Another has an amazing fuel saving device for gear boxes in cars, lorries and off-road vehicles. In this age, you'd think that fuel saving technology would be all the rage. Over the years, I have bought more shares in the lows and sold them in the highs to make some 'trading' profits. But still my initial investment (I think 8 years ago) is down.

Though I may not have realised it at the time, these were not investments, they were gambles. So is the stock exchange really a place for beginners?

An investment is in a company that has products, a defined market and notable market share, profits, a track record and much more. Remember that. Think about Warren Buffett - he makes investments, good ones at that.

I'm also quite traditional about investing. I have never spread bet, used an option or future or sold short. I don't use leverage. If I can't figure out what might go wrong, FOR CERTAIN, I'd rather not do it. I buy, I hold and I sell. That's it.

I have no doubt that these admissions mean that I miss out on all sorts of possible investment opportunities. There are all sorts of weird and wonderful investments out there, but I invest and I don't like to gamble.

If you think about it though, what I just said doesn't really hold me back. I own some coins, stamps, comics, unit funds, shares, books and art - I did mention that I speculate didn't I? And if the world suddenly has a crisis, it means that I own actual, physical assets as well as just share certificates.

So that brings me to another point ... can you focus?

Ideally, you need to know quite a lot about certain areas and use that knowledge for your investment benefit. The art and books I own are mostly related to cricket. I love cricket and know a lot about the game and it's history - which means that I know when I see something of value. If it has value now, it probably will have for some time to come. Whether I buy at a good price or not, value and scarcity count.

Who'd imagine ME telling you that the stock market isn't everything?

Investment risk is lowered by knowledge. Every time. If you are buying shares on the stock exchange, what does the seller know that you don't? What do you know that the seller does not? You can bet your life that the buyer or seller opposite you in any transaction has done some serious research. If you don't do yours, who do you think will win? You or the market?

So of all the things that I might have said about investing, I haven't really made it sound 'sexy' yet. Have I? The truth is, investing isn't really very sexy. Pop stars are sexy. Carmen Electra is sexy. Investing is graphs, moving averages, annual reports, company statements, calculators and work. Not so sexy. It's kind of like being an accountant but with marginally more life and a few graphs.

But the great thing about investment is that in the long run, you decide whether you'll be successful or not. The harder you work at it, the luckier you will be. If you are just starting out, think about YOU first, not the market or companies. Decide on what you want to specialise on, whether the stock market for beginners is a place to invest and how you will approach it.

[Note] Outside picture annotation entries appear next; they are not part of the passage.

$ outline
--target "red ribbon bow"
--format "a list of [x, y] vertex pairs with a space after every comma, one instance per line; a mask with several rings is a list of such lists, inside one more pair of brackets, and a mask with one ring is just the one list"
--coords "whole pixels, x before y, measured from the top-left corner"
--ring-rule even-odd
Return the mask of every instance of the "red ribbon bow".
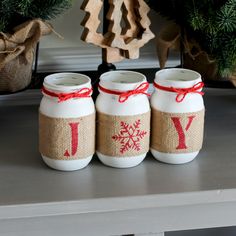
[[42, 87], [42, 92], [46, 95], [49, 95], [51, 97], [57, 97], [59, 99], [58, 102], [64, 102], [66, 100], [72, 99], [72, 98], [88, 98], [91, 96], [91, 93], [93, 92], [92, 88], [82, 88], [76, 92], [73, 93], [54, 93], [52, 91], [47, 90], [45, 87]]
[[156, 84], [154, 82], [154, 87], [156, 87], [157, 89], [160, 89], [160, 90], [167, 91], [167, 92], [177, 93], [175, 101], [178, 102], [178, 103], [182, 102], [188, 93], [198, 93], [200, 95], [204, 95], [204, 92], [198, 91], [198, 90], [200, 90], [204, 87], [203, 82], [199, 82], [199, 83], [195, 84], [193, 87], [190, 87], [190, 88], [165, 87], [165, 86], [161, 86], [159, 84]]
[[119, 95], [119, 102], [123, 103], [125, 102], [130, 96], [132, 95], [136, 95], [136, 94], [145, 94], [147, 96], [150, 96], [149, 93], [146, 93], [146, 91], [148, 90], [149, 87], [149, 83], [144, 82], [142, 84], [140, 84], [136, 89], [125, 92], [125, 93], [121, 93]]

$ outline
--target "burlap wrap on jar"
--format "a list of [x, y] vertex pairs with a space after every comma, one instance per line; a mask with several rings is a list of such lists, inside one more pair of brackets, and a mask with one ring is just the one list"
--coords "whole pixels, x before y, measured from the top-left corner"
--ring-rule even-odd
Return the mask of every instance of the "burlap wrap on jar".
[[27, 21], [0, 33], [0, 92], [16, 92], [31, 82], [34, 51], [41, 36], [52, 27], [40, 19]]

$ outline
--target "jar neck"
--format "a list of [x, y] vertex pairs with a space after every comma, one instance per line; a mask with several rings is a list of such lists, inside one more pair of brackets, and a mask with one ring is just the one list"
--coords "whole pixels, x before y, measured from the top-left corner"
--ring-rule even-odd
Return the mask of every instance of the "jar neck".
[[144, 83], [139, 84], [135, 89], [128, 90], [128, 91], [111, 90], [109, 88], [103, 87], [100, 84], [98, 88], [99, 88], [100, 93], [107, 94], [108, 96], [110, 95], [110, 96], [117, 97], [120, 103], [124, 103], [133, 96], [137, 96], [137, 95], [150, 96], [147, 93], [148, 87], [149, 87], [149, 84], [147, 82], [144, 82]]
[[195, 71], [181, 68], [163, 69], [156, 73], [154, 82], [163, 87], [187, 89], [202, 82]]
[[42, 93], [58, 102], [89, 98], [92, 94], [91, 81], [87, 76], [76, 73], [52, 74], [45, 78]]
[[56, 73], [45, 77], [43, 87], [54, 93], [73, 93], [91, 89], [89, 77], [77, 73]]

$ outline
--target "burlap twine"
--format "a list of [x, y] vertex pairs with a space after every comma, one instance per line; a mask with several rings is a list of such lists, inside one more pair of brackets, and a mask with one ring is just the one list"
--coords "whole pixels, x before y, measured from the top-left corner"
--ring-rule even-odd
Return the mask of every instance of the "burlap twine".
[[[203, 143], [205, 110], [191, 113], [167, 113], [152, 108], [151, 148], [163, 153], [190, 153], [199, 151]], [[194, 116], [189, 129], [189, 117]], [[185, 136], [186, 148], [178, 149], [179, 135], [172, 120], [178, 117]]]
[[[78, 147], [74, 155], [72, 155], [70, 123], [79, 123]], [[95, 113], [80, 118], [64, 119], [51, 118], [39, 112], [39, 151], [42, 155], [55, 160], [76, 160], [93, 155], [95, 152]]]
[[0, 91], [15, 92], [29, 85], [36, 44], [42, 35], [53, 31], [40, 19], [27, 21], [0, 33]]
[[148, 152], [150, 112], [112, 116], [97, 112], [96, 150], [107, 156], [130, 157]]

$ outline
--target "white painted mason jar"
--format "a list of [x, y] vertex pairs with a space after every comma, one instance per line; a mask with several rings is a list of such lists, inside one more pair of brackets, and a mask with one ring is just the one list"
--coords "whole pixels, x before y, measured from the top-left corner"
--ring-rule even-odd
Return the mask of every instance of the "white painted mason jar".
[[39, 151], [57, 170], [89, 164], [95, 152], [95, 106], [89, 77], [56, 73], [44, 79], [39, 108]]
[[96, 153], [116, 168], [140, 164], [149, 151], [149, 84], [143, 74], [111, 71], [101, 75], [96, 100]]
[[187, 69], [156, 73], [151, 97], [151, 153], [162, 162], [192, 161], [202, 147], [204, 130], [203, 82]]

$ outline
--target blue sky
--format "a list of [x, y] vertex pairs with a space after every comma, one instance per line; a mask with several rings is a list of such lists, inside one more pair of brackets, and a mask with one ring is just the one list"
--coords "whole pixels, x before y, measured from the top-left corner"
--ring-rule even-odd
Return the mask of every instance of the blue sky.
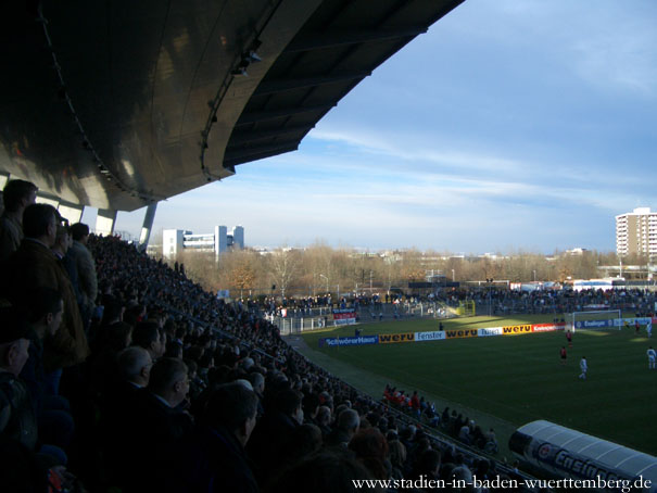
[[[467, 0], [376, 69], [300, 150], [159, 205], [155, 231], [249, 245], [615, 249], [657, 210], [657, 2]], [[119, 213], [138, 233], [143, 210]]]

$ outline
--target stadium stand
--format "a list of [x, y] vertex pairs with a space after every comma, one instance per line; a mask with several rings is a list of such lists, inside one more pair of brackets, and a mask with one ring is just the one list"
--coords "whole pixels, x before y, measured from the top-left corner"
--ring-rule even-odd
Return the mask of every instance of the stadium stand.
[[[354, 489], [349, 473], [515, 475], [466, 441], [357, 392], [296, 353], [270, 323], [216, 299], [180, 269], [117, 237], [91, 236], [88, 248], [99, 286], [86, 333], [91, 354], [64, 367], [59, 392], [70, 402], [73, 440], [61, 454], [39, 440], [12, 444], [40, 457], [43, 478], [50, 470], [67, 488], [79, 478], [101, 492], [277, 491], [317, 460], [326, 468], [317, 475], [349, 464], [334, 478], [343, 489], [334, 491]], [[3, 332], [9, 321], [1, 321]], [[16, 333], [9, 339], [21, 339]], [[174, 346], [182, 357], [163, 356]], [[2, 405], [16, 416], [31, 412]], [[10, 440], [11, 430], [1, 434]], [[3, 478], [25, 473], [3, 469]]]

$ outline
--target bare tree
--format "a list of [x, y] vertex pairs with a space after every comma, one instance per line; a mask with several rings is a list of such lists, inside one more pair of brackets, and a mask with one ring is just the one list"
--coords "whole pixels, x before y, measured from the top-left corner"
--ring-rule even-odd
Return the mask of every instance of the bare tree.
[[269, 255], [269, 274], [274, 285], [280, 290], [281, 298], [298, 274], [298, 254], [291, 249], [280, 249]]

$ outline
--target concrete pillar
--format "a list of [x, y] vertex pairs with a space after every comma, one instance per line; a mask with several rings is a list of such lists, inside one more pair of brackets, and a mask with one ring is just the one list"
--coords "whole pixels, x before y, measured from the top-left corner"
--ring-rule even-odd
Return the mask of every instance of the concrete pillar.
[[157, 202], [152, 203], [146, 208], [146, 215], [143, 216], [143, 225], [141, 226], [141, 235], [139, 236], [139, 250], [144, 251], [149, 245], [151, 239], [151, 230], [153, 229], [153, 222], [155, 220], [155, 212], [157, 211]]
[[96, 233], [103, 236], [114, 235], [114, 224], [116, 223], [116, 211], [111, 208], [99, 208], [96, 217]]
[[83, 213], [85, 212], [84, 205], [72, 204], [68, 202], [60, 202], [60, 206], [58, 207], [62, 217], [68, 219], [68, 224], [74, 225], [75, 223], [79, 223], [83, 218]]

It might help to find areas in which you have useful knowledge already. Either that or decide on an area and slowly become an expert. What do I mean? Well, if you worked in a bank for 10 years, you must know something about banking. When you read an annual report from a bank, do you laugh and see through the waffle or does it make real sense? If you can see through the waffle of some far off CEO and CFO, you can start to compare the relative prospects in the same market of competing firms. Hey - that could be an opportunity!

If you really know about banking, you can compare the product offerings and service as well as the annual reports. You might still know some bank staff that are happy to tell you honestly that they are being 'creamed' in the market or whatever. Before you know it, you have a picture building of a competitive market. Before long, you will REALLY understand the investment potential of several companies. That will put you far ahead of many other investors.

As I said earlier, investment risk is lowered by knowledge - EVERY TIME.